The trip down from RPR’s summit was fairly easy.  We reached the col within 25 minutes and began the climb up the side of Giant.  This is a fairly steep climb, with some larger areas of rock slide to navigate.  Our legs were really getting tired by the time we reached the trail on Giant at 2:40.  Until this point, I did not remember that the side trail over to RPR was so close to the summit of Giant.  We met two women hikers who looked to be older than us at the trail split.  They were coming down Giant and debating whether to attempt RPR as well.  We talked them into it.  Hopefully they made it over and back without incident.

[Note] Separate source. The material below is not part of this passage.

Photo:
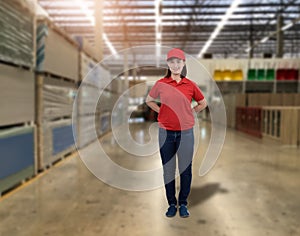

We began the descent off Giant and were rarely alone at any point on the way down.  It was a busy hiking day!  Giant is a fairly steep climb with very little flat parts so it requires constant vigilance by us “older hikers” regarding careful footing.  We were also exposed to the sun almost the whole way down.  I think this was the first time I got sunburned on a hike.  We had also been in the sun coming over on the ridge.  We reached Route 73 at 4:50.  Hubby and youngest son were chilling at Chapel Pond, along with many other hikers.  We put our feet in – the water felt GREAT!  My advice for this hike is if you’re not too tired to do RPR in conjunction with Giant, then definitely keep a car at Route 9 and one at Route 73 and do RPR as a long walk, rather than returning to the Route 9 trailhead.  This is not difficult to do either as it’s not that long of a ride from Route 73 back to Route 9 to drop off the car.  And it’s pretty cool when you drive along Route 73 to realize that the ridge you see from the road is what you hiked.

At 4,390 feet, Rocky Peak Ridge is the 20th highest High Peak.  It's name came from its geological formation.